- Born: September 1797 Caithness, Scotland
- Died: 30 November 1878 (aged 81) St. Andrew's, Manitoba, Canada
- Occupations: businessman, judge, astronomer, politician
- Children: George Gunn

= Donald Gunn =

Canadian politician

Donald Gunn (September 1797 - 30 November 1878) was a Scottish-Canadian businessman, judge, astronomer and politician. He was a member of the Manitoba Provincial Legislative Council (which he helped to abolish).

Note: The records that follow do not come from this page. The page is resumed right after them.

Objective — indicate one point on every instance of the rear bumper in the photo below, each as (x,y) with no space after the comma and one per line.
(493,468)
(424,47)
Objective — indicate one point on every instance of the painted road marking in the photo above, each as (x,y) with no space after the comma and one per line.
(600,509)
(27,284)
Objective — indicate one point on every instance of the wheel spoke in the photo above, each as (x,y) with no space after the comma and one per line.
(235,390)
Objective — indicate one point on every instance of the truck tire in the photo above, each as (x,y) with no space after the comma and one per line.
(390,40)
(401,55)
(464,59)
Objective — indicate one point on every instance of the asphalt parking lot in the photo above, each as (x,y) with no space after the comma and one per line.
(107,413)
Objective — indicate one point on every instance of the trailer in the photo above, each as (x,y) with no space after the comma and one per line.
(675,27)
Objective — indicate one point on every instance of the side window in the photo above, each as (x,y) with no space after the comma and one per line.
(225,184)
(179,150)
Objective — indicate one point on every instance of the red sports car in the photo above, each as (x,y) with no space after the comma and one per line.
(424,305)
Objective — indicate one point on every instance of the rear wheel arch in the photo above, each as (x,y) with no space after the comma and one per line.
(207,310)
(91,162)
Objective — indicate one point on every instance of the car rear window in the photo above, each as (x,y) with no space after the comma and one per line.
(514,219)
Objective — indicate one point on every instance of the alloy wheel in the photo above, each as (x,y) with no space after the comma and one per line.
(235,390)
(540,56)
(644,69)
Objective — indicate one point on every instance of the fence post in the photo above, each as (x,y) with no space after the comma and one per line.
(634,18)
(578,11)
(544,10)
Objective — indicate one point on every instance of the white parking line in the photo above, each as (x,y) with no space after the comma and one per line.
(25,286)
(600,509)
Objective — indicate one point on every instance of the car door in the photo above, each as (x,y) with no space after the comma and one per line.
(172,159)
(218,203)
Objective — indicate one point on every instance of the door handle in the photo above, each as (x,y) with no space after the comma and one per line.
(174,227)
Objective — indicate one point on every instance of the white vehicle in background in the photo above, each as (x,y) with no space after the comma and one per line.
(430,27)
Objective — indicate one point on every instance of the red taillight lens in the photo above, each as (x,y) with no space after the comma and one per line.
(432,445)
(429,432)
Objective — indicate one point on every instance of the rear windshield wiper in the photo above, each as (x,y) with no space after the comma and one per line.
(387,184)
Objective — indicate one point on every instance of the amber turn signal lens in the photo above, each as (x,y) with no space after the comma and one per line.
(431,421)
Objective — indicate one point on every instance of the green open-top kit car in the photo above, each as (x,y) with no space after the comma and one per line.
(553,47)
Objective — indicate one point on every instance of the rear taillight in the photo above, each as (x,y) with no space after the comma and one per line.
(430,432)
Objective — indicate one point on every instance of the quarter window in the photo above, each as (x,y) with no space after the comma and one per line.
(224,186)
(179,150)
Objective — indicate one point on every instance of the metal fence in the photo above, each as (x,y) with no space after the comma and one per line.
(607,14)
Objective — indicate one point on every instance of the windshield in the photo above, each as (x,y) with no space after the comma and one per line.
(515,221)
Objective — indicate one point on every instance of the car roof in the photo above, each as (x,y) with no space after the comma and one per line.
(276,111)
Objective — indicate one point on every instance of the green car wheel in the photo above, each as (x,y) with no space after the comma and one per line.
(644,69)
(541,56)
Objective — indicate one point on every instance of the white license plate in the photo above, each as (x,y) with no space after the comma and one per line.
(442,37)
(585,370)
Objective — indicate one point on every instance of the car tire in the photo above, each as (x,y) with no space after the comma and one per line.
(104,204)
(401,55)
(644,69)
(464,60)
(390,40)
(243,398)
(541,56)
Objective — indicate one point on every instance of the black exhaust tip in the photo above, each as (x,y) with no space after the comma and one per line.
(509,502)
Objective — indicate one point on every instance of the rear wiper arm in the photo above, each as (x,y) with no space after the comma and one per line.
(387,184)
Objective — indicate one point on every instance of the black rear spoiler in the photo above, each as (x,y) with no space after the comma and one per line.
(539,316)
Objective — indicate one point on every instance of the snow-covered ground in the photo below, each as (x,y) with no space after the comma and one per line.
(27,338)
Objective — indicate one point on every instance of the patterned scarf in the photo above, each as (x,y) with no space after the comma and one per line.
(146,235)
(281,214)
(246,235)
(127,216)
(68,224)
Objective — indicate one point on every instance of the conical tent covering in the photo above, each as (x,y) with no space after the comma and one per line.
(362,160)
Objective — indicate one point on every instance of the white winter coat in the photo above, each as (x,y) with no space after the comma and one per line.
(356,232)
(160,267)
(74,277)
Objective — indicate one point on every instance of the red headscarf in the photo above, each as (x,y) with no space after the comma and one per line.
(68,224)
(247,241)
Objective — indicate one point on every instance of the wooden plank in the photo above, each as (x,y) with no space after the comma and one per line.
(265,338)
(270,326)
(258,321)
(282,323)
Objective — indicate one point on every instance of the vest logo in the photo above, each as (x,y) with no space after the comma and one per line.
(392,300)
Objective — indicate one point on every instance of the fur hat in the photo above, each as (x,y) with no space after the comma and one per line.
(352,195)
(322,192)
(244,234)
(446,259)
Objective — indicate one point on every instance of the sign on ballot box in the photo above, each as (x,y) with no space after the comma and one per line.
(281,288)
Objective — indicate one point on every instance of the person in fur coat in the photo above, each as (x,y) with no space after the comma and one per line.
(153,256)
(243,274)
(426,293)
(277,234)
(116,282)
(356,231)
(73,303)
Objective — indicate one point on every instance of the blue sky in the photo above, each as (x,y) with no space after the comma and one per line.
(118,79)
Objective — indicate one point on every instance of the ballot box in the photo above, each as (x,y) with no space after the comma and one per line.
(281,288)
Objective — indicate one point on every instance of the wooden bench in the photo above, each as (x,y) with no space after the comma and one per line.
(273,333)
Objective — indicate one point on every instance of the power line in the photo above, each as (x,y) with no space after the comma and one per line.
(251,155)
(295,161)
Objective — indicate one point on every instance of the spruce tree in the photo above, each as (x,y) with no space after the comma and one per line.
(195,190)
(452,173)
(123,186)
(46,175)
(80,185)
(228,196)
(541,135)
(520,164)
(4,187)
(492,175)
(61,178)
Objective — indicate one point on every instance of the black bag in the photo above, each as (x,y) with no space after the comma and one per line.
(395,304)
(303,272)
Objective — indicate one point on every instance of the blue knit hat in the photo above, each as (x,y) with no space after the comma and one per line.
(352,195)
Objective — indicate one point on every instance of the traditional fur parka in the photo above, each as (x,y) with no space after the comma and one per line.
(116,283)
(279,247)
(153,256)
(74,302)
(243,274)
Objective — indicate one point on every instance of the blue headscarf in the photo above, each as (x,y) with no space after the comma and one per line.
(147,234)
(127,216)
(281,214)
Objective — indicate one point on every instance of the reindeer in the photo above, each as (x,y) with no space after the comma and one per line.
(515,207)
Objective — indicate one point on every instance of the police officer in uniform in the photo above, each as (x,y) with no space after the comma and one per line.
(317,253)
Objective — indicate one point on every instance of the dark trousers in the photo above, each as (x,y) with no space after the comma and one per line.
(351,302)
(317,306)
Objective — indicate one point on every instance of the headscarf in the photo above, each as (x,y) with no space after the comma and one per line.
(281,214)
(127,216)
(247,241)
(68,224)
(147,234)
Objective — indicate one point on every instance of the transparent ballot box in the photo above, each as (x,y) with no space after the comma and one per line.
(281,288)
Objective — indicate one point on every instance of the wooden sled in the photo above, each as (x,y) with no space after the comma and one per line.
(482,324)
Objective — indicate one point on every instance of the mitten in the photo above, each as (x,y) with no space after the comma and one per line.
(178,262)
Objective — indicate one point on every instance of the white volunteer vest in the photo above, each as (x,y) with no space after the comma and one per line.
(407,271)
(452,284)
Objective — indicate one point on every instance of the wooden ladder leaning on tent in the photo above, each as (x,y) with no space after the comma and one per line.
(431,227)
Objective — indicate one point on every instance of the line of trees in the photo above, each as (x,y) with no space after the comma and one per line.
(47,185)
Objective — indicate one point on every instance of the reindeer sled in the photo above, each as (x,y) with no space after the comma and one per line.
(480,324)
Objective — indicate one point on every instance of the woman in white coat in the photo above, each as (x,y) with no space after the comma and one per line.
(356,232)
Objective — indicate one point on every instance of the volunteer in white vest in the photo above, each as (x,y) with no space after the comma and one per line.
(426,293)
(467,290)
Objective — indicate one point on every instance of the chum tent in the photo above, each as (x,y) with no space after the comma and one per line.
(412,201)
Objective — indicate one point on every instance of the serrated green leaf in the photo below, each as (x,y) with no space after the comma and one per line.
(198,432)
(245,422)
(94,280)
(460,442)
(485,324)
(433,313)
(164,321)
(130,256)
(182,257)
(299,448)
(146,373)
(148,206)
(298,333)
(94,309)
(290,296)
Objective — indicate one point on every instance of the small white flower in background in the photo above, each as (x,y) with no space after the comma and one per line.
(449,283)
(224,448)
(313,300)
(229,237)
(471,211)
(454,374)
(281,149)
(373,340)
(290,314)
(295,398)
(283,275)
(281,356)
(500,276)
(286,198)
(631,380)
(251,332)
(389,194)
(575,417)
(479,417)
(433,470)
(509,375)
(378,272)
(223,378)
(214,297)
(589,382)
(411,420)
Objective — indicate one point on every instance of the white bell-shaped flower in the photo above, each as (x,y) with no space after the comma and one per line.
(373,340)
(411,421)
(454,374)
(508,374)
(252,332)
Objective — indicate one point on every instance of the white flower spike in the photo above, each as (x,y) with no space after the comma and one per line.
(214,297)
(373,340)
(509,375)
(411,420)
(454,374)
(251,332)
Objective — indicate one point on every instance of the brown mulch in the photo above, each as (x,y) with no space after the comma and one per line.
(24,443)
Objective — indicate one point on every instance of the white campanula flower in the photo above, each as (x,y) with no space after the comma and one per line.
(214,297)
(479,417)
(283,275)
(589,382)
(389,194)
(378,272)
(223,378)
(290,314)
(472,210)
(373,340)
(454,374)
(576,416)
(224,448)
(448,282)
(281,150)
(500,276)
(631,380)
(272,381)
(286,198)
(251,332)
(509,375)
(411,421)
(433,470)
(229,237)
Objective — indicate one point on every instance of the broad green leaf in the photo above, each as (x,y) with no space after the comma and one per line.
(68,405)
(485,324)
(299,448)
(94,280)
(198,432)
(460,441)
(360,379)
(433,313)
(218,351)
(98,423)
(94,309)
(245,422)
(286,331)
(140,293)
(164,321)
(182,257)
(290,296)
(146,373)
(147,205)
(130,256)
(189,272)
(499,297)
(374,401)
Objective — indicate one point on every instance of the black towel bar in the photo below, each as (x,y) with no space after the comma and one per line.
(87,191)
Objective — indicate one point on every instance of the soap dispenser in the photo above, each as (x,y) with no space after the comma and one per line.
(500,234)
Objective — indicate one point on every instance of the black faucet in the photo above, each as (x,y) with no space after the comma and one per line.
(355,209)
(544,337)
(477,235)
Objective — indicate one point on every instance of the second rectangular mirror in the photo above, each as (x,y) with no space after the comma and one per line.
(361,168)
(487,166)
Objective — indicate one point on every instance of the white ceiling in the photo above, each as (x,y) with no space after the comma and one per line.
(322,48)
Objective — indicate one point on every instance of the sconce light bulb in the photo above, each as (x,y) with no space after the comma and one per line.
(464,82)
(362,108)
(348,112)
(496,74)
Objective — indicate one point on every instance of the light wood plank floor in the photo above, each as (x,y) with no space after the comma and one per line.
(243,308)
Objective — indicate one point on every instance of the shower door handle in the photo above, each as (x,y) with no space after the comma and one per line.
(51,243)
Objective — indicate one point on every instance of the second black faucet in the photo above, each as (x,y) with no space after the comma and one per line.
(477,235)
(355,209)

Gunn was born in Halkirk, Caithness, Scotland, in 1797. His father was William Gunn in Braehour who was brother to Donald Gunn the sennachie in Braehour of Brawlbin who married Catherine Gunn in Osclay. She was the great granddaughter of Donald Crotach Gunn who was Chief of the Clan Gunn. Donald (Manitoba) Gunn married Margaret Swain (who was born in Rupert's Land) in 1819; they had many children. Donald had a brother called William Gunn of Waranga, Victoria, Australia.

Donald worked in the Canadian North West for the Hudson's Bay Company between 1813 and 1823, and was subsequently a Judge on the Court of Petty Sessions in Red River. He also wrote for the Smithsonian Institution and the Institute of Rupert's Land, and was a member of the Board of Management for Manitoba College (a Presbyterian institution).

Gunn was one of the earliest contributors to the Smithsonian Institution in the field of astronomy.

Gunn was a supporter of Canadian Confederation and the Government of Adams George Archibald. In Manitoba's first general election (27 December 1870), he ran against Provincial Secretary and fellow Archibald-supporter Alfred Boyd. He was defeated by 58 votes to 28.

Gunn was appointed to the Province's new Legislative Council on 15 March 1871, one of seven members. In 1876, he supported the decision of the Robert A. Davis government to abolish the institution.

Donald Gunn died in 1878 in St. Andrew's, Manitoba.